[SPARK-23388][SQL] Support for Parquet Binary DecimalType in VectorizedColumnReader #20580

jamesthomp · 2018-02-11T22:56:05Z

What changes were proposed in this pull request?

Re-add support for parquet binary DecimalType in VectorizedColumnReader

How was this patch tested?

Existing test suite

kiszk · 2018-02-12T01:00:42Z

sql/core/src/main/java/org/apache/spark/sql/execution/vectorized/WritableColumnVector.java

@@ -691,11 +696,6 @@ public WritableColumnVector arrayData() {
   */
  protected abstract WritableColumnVector reserveNewColumn(int capacity, DataType type);

-  protected boolean isArray() {
-    return type instanceof ArrayType || type instanceof BinaryType || type instanceof StringType ||


Would it be better to minimize this change? i.e. just protected -> public without changing the place.

happy to keep the previous place but I noticed that all the public methods in this class are grouped together so I thought that I should move this to keep that consistent

I noticed this change in WritableColumnVector class.

WritableColumnVector class will be public API in Spark 2.3. It seem to be necessary to discuss with @cloud-fan for changing the visibility of a method or field.

kiszk · 2018-02-12T01:01:37Z

...src/main/java/org/apache/spark/sql/execution/datasources/parquet/VectorizedColumnReader.java

@@ -444,7 +444,7 @@ private void readBinaryBatch(int rowId, int num, WritableColumnVector column) {
    // This is where we implement support for the valid type conversions.
    // TODO: implement remaining type conversions
    VectorizedValuesReader data = (VectorizedValuesReader) dataColumn;
-    if (column.dataType() == DataTypes.StringType || column.dataType() == DataTypes.BinaryType) {
+    if (column.isArray()) {


Do we need new test cases for supporting a new type?

kiszk · 2018-02-12T01:03:47Z

IIUC, does this PR add to support array type, too?

jamesthomp · 2018-02-12T01:23:16Z

Yeah I believe it will add support for the array type too. Spark actually previously supported these types but the support was removed in this PR: 9c29c55#diff-7bdf5fd0ce0b1ccbf4ecf083611976e6R428

I'm just trying to add it back.

kiszk · 2018-02-12T07:43:45Z

@cloud-fan Is there any reason that the above PR removed to support some types such as Array?

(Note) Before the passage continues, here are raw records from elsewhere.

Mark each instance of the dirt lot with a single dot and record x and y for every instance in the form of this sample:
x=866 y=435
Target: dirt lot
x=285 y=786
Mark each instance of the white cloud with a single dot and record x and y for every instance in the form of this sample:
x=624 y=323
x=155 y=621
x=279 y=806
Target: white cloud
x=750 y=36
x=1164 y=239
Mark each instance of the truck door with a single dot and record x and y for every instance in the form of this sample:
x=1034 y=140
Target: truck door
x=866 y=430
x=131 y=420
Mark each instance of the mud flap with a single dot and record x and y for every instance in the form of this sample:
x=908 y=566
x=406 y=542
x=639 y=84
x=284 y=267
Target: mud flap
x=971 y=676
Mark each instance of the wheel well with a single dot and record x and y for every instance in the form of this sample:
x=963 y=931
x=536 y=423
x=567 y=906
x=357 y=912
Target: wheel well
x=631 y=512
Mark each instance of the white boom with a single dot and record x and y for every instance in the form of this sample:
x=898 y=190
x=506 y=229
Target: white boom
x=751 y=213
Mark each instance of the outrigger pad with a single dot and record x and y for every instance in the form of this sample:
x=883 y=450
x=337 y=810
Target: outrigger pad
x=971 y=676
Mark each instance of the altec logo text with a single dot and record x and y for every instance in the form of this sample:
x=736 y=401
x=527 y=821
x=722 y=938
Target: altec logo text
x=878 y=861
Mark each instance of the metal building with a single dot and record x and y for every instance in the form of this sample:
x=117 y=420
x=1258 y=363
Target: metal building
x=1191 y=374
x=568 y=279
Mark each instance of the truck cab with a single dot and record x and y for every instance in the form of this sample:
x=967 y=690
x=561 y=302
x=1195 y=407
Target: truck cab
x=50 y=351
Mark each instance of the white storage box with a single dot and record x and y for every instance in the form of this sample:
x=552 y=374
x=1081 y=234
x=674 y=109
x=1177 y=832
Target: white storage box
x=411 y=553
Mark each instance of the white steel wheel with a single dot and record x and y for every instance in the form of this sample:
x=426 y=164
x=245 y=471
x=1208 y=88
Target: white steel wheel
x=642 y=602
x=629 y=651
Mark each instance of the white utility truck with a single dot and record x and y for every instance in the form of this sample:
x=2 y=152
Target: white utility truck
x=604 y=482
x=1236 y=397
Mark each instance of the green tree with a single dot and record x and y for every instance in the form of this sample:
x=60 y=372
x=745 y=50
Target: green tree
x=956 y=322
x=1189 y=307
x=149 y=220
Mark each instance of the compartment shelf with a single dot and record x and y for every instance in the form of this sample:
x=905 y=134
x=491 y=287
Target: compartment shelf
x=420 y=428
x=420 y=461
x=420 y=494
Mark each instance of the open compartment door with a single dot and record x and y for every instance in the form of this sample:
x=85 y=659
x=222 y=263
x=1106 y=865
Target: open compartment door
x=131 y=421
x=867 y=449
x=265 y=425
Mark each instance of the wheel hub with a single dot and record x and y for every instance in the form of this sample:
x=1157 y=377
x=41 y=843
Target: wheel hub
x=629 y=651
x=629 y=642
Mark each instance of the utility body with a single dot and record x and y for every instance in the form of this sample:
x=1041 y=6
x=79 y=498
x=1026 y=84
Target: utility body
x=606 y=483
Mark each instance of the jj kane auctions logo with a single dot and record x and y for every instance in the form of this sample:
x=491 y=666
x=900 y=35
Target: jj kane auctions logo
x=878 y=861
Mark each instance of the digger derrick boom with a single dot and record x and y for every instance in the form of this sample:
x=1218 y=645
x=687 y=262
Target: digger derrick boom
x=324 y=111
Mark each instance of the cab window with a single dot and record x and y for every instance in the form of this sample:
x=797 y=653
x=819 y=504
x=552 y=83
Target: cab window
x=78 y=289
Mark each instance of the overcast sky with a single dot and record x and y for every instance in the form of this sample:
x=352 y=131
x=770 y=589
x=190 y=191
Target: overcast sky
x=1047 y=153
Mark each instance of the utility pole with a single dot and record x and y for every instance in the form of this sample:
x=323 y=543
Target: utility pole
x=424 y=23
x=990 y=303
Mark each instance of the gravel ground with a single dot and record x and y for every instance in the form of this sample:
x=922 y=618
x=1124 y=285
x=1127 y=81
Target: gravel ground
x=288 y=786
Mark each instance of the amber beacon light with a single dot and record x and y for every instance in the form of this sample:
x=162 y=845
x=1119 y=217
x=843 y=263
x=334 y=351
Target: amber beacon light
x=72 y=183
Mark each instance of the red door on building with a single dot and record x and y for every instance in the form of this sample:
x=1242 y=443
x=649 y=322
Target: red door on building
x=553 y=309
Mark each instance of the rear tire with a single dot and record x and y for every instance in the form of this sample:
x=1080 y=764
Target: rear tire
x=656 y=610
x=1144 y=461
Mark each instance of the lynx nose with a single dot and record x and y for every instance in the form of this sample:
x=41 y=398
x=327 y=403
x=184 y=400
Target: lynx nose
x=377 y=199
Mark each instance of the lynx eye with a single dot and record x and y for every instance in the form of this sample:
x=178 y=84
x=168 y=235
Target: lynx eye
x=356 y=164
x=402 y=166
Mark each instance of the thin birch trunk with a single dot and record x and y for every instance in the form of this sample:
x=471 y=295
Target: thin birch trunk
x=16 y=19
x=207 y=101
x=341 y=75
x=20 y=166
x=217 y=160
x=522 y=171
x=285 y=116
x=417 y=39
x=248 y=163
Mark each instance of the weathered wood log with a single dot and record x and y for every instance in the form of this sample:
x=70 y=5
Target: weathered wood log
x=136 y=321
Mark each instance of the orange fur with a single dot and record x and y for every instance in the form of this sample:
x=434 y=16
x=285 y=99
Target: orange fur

a10y · 2018-02-12T11:40:47Z

As far as we can tell this was an accidental breaking change, as dropping support for this in vectorized Parquet reader was never called out. We have Parquet datasets with binary columns with logical type DECIMAL that were loadable before the change and have since become unloadable, throwing in readBinaryBatch

jamesthomp · 2018-02-12T11:45:23Z

@kiszk - I've changed the implementation to no longer use column.isArray() and instead just inline the decimal type check (so no changes needed to the public api). I don't think you could actually hit this codepath with ArrayType, so that part was unnecessary.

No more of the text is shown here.